Captain Lawrence of the Chesapeake, with an untrained, inexperienced crew rashly accepted a challenge from the captain of HMS Shannon and sailed from Boston to defeat in June 1813. The loss of the Chesapeake was followed by the loss of the brig Argus in August 1814. After clearing British privateers from the South Pacific, USS Essex was destroyed by HMS Phoebe and HMS Cherub while seeking refuge in the three-mile limit of Chile (March 28, 1814).

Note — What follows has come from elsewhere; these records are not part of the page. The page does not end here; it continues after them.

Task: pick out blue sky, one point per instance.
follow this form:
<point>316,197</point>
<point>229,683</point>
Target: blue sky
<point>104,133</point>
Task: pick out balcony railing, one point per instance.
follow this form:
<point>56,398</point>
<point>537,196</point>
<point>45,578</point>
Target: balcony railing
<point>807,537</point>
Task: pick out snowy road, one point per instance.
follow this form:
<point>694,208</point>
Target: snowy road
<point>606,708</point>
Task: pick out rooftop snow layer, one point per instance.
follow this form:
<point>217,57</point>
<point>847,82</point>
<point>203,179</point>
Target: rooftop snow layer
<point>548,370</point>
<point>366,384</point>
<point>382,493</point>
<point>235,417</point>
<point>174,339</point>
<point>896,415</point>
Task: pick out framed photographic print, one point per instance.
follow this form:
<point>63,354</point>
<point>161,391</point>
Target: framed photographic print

From the perspective of 21st century military medical care it is easy to look back and marvel how anyone—patient and medical practitioner alike—survived disease and injury in the War of 1812. If the ailment did not kill you the “heroic” measures of doctors possibly could. Navy Medicine has come a long way in 200 years. Injured Sailors and Marines who would have been deemed hopeless causes are now being saved on a regular basis through the advances in wound management and internal hemorrhage control. The frontline medical care and rapid evacuation to higher echelon medical facilities have made every bit the difference between life and death in the wars in Afghanistan and Iraq. Loss of limb in combat is nothing new; but with the advances in prosthetic research and design, artificial limbs have becomes less so for amputees. And like never before, military members with traumatic brain injury and post-traumatic stress disorder are receiving the medical attention they deserve. If present-day science had been available to the early Navy physicians Capt. Lawrence may have survived martyrdom and his impassioned plea would have been forgotten long ago.